Bieberich Erhard
Institute of Molecular Medicine and Genetics, Medical College of Georgia, 1120 15th Street Room CB-2803, Augusta, GA 30912, USA.
Biosystems. 2002 Aug-Sep;66(3):145-64. doi: 10.1016/s0303-2647(02)00040-0.
The regulation of biological networks relies significantly on convergent feedback signaling loops that render a global output locally accessible. Ideally, the recurrent connectivity within these systems is self-organized by a time-dependent phase-locking mechanism. This study analyzes recurrent fractal neural networks (RFNNs), which utilize a self-similar or fractal branching structure of dendrites and downstream networks for phase-locking of reciprocal feedback loops: output from outer branch nodes of the network tree enters inner branch nodes of the dendritic tree in single neurons. This structural organization enables RFNNs to amplify re-entrant input by over-the-threshold signal summation from feedback loops with equivalent signal traveling times. The columnar organization of pyramidal neurons in the neocortical layers V and III is discussed as the structural substrate for this network architecture. RFNNs self-organize spike trains and render the entire neural network output accessible to the dendritic tree of each neuron within this network. As the result of a contraction mapping operation, the local dendritic input pattern contains a downscaled version of the network output coding structure. RFNNs perform robust, fractal data compression, thus coping with a limited number of feedback loops for signal transport in convergent neural networks. This property is discussed as a significant step toward the solution of a fundamental problem in neuroscience: how is neuronal computation in separate neurons and remote brain areas unified as an instance of experience in consciousness? RFNNs are promising candidates for engaging neural networks into a coherent activity and provide a strategy for the exchange of global and local information processing in the human brain, thereby ensuring the completeness of a transformation from neuronal computation into conscious experience.

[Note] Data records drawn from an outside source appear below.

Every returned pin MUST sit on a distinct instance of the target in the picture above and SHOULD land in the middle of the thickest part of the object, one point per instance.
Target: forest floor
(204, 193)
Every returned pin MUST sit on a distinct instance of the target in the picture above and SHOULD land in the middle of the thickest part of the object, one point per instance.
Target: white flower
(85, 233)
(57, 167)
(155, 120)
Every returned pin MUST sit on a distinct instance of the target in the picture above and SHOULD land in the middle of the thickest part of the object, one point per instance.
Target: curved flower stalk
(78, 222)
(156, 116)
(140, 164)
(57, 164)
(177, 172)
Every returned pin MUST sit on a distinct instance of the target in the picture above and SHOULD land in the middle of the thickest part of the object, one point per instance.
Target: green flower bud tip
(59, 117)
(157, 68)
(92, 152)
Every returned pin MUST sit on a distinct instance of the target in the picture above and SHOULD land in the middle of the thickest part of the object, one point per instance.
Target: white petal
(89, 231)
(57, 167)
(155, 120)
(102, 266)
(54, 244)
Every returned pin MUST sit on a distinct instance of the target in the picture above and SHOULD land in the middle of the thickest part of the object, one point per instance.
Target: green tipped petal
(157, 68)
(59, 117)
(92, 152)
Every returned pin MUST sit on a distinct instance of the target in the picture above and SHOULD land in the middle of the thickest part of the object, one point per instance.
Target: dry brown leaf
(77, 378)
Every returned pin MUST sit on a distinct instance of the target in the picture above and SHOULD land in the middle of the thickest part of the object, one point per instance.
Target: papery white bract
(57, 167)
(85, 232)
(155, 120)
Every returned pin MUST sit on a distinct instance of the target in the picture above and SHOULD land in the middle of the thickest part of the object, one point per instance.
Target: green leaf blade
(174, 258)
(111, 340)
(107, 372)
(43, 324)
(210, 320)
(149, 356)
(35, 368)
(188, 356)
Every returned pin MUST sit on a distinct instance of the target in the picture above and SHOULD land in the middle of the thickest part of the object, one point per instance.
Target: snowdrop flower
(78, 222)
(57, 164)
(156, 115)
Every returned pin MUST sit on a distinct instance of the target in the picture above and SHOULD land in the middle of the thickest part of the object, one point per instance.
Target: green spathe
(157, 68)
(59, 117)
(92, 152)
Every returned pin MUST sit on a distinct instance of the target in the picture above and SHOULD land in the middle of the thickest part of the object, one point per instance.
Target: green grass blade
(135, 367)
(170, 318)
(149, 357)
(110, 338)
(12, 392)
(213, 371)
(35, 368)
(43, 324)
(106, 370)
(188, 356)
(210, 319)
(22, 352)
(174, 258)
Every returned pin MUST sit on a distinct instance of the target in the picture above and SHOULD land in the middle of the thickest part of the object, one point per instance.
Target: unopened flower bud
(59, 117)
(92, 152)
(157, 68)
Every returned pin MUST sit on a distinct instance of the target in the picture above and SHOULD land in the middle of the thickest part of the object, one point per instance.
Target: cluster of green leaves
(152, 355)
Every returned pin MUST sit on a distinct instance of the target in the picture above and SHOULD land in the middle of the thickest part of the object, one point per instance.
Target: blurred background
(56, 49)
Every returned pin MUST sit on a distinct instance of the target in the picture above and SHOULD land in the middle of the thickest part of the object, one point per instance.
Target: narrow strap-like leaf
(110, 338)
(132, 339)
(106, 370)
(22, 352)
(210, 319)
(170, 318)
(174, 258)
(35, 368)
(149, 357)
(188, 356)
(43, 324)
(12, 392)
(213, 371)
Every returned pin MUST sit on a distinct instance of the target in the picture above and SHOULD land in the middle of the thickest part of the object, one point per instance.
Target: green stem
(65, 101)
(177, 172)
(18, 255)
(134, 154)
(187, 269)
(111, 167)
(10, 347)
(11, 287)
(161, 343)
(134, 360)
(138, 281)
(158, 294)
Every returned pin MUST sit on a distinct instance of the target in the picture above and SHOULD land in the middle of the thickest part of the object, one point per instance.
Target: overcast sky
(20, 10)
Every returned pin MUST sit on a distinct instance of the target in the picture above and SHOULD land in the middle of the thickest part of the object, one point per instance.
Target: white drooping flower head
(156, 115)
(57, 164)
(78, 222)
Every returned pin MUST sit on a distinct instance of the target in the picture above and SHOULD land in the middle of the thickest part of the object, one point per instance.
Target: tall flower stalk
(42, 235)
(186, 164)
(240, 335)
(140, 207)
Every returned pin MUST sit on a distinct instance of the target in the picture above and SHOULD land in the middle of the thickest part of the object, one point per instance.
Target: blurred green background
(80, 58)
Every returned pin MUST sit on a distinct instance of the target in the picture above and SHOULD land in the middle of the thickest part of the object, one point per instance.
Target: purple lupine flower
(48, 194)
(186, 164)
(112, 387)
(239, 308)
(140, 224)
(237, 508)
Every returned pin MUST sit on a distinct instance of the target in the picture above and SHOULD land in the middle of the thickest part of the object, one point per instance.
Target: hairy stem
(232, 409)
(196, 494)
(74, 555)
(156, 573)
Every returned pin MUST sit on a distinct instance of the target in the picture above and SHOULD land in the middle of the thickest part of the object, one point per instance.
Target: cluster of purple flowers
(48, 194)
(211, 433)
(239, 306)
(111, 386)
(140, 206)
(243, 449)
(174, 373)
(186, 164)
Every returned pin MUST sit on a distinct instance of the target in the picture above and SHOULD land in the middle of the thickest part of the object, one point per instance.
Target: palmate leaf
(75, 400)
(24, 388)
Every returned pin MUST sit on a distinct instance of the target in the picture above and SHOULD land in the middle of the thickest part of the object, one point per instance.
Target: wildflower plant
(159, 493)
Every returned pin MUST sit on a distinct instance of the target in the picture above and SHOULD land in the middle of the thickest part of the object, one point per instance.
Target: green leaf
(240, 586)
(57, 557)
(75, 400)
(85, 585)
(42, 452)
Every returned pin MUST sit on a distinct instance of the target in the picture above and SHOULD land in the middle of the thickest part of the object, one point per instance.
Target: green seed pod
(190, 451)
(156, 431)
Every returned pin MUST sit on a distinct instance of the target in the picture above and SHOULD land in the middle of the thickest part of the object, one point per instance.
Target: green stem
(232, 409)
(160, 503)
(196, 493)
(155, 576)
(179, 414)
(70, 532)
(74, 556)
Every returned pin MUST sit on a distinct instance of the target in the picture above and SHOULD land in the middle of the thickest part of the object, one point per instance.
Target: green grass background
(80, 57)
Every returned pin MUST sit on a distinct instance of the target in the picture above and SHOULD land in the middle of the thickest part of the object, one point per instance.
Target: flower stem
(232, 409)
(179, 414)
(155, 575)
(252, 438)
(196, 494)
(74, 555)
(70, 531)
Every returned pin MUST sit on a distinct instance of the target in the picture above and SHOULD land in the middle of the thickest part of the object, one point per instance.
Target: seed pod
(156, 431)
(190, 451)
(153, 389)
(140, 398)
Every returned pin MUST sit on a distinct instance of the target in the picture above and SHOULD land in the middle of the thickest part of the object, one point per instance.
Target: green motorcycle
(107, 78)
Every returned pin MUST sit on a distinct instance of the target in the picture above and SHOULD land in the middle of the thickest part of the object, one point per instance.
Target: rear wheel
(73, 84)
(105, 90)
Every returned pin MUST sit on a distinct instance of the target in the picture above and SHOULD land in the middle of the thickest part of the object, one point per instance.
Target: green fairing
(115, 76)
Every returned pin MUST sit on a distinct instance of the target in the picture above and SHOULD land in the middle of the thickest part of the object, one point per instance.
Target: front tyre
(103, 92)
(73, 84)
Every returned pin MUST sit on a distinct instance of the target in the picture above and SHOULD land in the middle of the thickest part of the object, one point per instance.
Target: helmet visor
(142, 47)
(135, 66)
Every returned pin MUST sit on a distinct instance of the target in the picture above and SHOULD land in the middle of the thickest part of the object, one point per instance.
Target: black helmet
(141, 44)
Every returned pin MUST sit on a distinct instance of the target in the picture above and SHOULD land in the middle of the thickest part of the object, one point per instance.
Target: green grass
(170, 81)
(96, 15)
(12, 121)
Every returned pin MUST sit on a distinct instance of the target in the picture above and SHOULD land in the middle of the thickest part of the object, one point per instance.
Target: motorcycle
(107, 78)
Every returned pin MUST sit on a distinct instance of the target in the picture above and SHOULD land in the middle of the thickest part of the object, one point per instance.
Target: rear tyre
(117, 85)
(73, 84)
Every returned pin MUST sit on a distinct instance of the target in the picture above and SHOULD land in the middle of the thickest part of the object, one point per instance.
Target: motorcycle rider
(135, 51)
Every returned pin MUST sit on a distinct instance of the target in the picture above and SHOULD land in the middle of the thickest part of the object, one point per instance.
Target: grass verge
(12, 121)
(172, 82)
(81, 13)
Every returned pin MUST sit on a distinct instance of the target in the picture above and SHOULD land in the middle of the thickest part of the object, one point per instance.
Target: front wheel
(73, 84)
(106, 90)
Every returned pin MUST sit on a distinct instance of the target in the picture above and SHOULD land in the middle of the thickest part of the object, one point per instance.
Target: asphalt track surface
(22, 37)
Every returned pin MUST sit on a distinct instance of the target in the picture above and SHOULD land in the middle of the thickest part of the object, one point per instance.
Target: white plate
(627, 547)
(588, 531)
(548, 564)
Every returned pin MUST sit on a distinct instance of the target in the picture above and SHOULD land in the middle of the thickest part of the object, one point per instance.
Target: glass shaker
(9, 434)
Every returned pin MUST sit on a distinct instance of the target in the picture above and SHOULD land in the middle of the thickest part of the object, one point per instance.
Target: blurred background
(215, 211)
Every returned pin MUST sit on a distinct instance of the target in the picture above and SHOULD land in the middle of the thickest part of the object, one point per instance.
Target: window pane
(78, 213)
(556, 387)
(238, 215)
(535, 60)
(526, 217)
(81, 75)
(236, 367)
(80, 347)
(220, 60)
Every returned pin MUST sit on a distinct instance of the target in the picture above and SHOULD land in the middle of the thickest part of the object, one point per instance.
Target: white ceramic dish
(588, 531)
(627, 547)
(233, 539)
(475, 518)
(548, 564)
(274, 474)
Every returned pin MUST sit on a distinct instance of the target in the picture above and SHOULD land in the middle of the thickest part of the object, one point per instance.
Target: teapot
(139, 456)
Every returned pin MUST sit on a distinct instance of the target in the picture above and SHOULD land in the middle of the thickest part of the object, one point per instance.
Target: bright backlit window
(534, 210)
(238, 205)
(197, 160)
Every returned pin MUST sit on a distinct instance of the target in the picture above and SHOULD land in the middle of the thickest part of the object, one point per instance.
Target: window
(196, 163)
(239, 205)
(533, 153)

生物网络的调节在很大程度上依赖于收敛反馈信号回路,这些回路使全局输出在局部可及。理想情况下,这些系统中的循环连接是通过时间依赖的锁相机制自组织的。本研究分析了循环分形神经网络(RFNNs),它利用树突和下游网络的自相似或分形分支结构来实现相互反馈回路的锁相:网络树外部分支节点的输出进入单个神经元中树突树的内部分支节点。这种结构组织使RFNNs能够通过来自具有等效信号传播时间的反馈回路的阈值以上信号求和来放大折返输入。新皮层V层和III层中锥体神经元的柱状组织被讨论为这种网络架构的结构基础。RFNNs自组织尖峰序列,并使整个神经网络输出对该网络内每个神经元的树突树可及。作为收缩映射操作的结果,局部树突输入模式包含网络输出编码结构的缩小版本。RFNNs执行强大的分形数据压缩,从而应对收敛神经网络中有限数量的用于信号传输的反馈回路。这一特性被视为朝着解决神经科学中一个基本问题迈出的重要一步:在意识体验的实例中,如何将不同神经元和遥远脑区的神经元计算统一起来?RFNNs是使神经网络参与连贯活动的有前途的候选者,并为人类大脑中全局和局部信息处理的交换提供了一种策略,从而确保从神经元计算到意识体验的转变的完整性。